Property Rights at Risk?

 Since we have learned from David Landes about how disastrous deviations from property rights can be for economic development, I was distressed to learn about the dangerous turn occurring in virtual reality.

BusinessWeek tells the story of a lawyer, named Marc Bragg who was expelled from the online game Second Life by the company which runs the game, Linden Lab, which also confiscated his virtual property. Mind you, such virtual property can be sold for real money. His apparently was worth $3200 according to a report in Wired, although he seems to have been able to withdraw $1200.,70909-0.html

Wired explains in a language that I cannot really comprehend:

” But the hacker-like method he used to exploit the auction system may hurt his case. Bragg copied the URL for a legitimate auction, then swapped in the ID number for land not yet up for sale publicly, so there would be no minimum bid and few, if any, competing bidders.”

Over on a web site that covers such issues,

the denizens of Second Life are not sympathetic to the lawyer, but I still worry that the lack of secure property rights might threaten the future prosperity of this virtual world.

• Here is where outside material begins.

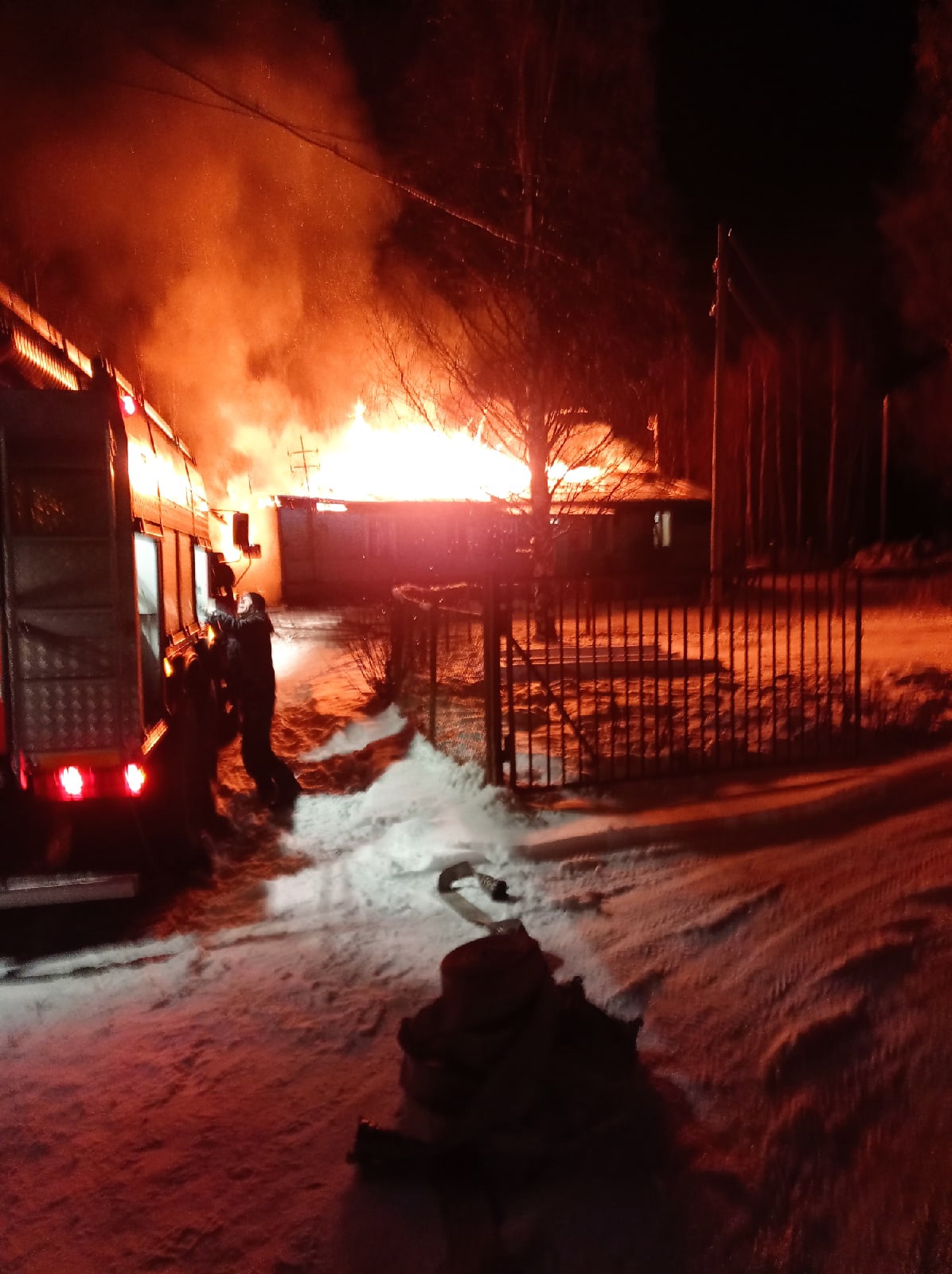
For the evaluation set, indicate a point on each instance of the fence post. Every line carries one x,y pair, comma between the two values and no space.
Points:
431,626
491,679
858,662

McConnon, Aili. 2006. “Virtual World, Real Courtroom.” Business Week (16 October): p. 13.

“A property dispute in Second Life, the online universe where more than 800,000 “residents” socialize and invest real money in virtual land, businesses, and products, has wound up in a bricks-and-mortar court in Pennsylvania. In the first lawsuit against Linden Lab, which owns Second Life, Marc Bragg, a former SL denizen, filed a case in a county Court of Common Pleas, contending that Linden Lab wrongly canceled a virtual land purchase he made earlier this year, keeping $2,000 of his investment and expelling him from SL in a dispute over whether he violated auction rules. He wants his money back, his membership reinstated, and punitive damages.”